Flow-Dependent, Endothelium-Mediated Dilation of Epicardial Coronary Arteries in Conscious Dogs

Abstract

Endothelial damage or removal abolishes the dilation of epicardial coronary arteries induced by increments in flow through these arteries in vitro. Therefore, we tested whether or not the release of a cyclooxygenase product from endothelial cells in vivo is the mechanism of this flow-dependent dilation. In eight conscious dogs, instrumented to register the external diameter of two epicardial branches--anterior descending and circumflex--of the left coronary artery, increments in coronary flow increased and reductions in coronary flow decreased the diameter of the left circumflex epicardial artery by 182 +/- 11 micron/100% change in flow.
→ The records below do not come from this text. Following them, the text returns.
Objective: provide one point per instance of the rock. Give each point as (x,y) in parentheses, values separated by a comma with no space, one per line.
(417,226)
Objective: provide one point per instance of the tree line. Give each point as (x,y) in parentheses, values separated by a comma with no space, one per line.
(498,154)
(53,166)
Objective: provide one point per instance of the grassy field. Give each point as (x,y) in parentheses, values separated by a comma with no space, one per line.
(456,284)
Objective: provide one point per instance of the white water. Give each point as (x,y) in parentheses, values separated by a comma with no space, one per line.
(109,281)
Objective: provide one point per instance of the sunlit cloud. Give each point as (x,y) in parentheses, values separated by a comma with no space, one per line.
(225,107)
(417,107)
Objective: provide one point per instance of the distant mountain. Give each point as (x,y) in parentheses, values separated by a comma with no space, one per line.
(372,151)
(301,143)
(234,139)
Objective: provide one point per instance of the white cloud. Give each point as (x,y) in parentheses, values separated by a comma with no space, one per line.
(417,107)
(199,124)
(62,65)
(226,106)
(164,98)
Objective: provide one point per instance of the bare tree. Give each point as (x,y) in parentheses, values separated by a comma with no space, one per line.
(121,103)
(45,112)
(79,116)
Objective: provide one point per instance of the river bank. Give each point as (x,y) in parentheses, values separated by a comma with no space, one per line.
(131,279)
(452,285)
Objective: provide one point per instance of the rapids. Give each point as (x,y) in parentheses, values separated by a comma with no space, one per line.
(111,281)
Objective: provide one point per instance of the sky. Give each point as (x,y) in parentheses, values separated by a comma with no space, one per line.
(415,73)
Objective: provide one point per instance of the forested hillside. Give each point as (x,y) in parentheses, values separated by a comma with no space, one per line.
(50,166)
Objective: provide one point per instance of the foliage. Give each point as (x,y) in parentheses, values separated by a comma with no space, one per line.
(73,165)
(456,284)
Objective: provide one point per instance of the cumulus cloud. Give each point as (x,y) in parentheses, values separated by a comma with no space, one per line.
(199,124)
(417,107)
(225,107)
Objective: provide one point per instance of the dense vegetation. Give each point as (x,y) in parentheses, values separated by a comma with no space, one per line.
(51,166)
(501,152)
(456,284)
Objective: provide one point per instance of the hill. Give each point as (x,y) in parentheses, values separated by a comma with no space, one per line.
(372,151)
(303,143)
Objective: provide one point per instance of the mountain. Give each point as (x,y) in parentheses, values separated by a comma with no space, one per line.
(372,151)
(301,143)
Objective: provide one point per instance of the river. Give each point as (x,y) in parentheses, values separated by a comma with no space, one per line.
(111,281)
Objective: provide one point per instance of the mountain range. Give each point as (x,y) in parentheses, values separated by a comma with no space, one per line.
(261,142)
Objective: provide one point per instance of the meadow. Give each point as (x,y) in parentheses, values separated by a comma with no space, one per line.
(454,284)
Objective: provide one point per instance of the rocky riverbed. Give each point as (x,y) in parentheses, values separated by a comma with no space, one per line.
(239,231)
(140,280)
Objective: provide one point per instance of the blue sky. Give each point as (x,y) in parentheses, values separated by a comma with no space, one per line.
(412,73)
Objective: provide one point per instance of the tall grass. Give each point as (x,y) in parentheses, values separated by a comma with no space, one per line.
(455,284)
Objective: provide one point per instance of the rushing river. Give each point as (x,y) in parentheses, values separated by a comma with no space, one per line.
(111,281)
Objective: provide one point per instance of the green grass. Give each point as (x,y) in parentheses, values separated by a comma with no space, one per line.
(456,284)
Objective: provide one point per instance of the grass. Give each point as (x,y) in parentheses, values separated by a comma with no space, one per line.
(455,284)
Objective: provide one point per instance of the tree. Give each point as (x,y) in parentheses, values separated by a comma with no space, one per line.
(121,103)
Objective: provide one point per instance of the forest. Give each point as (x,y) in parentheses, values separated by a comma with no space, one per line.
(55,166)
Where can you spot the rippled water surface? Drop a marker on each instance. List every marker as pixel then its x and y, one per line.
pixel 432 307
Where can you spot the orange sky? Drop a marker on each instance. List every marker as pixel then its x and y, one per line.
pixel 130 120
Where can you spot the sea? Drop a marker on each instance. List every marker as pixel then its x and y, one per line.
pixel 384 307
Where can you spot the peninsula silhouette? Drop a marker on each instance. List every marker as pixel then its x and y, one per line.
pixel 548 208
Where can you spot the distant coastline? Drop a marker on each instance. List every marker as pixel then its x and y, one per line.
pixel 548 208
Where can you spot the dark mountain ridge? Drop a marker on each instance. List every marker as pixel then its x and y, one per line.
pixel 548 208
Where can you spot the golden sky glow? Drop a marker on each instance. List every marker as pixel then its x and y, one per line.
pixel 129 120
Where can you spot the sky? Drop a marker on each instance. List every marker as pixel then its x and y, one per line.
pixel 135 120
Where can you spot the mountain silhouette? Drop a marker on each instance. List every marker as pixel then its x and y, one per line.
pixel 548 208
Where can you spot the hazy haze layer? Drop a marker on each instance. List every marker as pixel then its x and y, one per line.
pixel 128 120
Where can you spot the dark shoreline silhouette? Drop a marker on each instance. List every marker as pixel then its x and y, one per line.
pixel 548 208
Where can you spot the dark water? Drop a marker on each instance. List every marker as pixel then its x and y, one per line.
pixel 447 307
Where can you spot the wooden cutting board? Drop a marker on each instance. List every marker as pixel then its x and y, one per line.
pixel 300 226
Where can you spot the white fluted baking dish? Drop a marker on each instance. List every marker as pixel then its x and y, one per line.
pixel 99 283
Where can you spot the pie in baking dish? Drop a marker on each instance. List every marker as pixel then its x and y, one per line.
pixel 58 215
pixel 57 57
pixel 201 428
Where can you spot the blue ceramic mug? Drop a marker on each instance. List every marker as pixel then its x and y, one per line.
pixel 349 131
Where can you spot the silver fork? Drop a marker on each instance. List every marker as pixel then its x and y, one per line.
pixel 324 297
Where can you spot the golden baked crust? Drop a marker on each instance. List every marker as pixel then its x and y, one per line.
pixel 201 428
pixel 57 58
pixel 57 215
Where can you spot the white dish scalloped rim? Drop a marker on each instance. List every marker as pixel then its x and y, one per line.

When mean coronary flow in one epicardial branch was kept constant by a distal, flow-limiting stenosis during the application of flow-augmenting stimuli (temporal coronary occlusion or 80-400 micrograms/kg adenosine i.v.), no dilation of this artery was observed. Cyclooxygenase inhibition (suppressing the bradykinin-induced elevation of plasma 6-keto-PGF1 alpha) by indomethacin (5 mg/kg) or by diclofenac (10 mg/kg) increased smooth muscle tone in both epicardial arteries, but did not modify the flow-diameter relation (181 +/- 10 and 179 +/- 9 microns/100% change in flow, respectively). It is concluded that a tonic, instantaneous influence of coronary flow on the smooth muscle tone of the epicardial coronary arteries exists in vivo. It is unlikely that prostacyclin or another prostanoid is a mediator of this endothelium-mediated influence of flow on smooth muscle tone.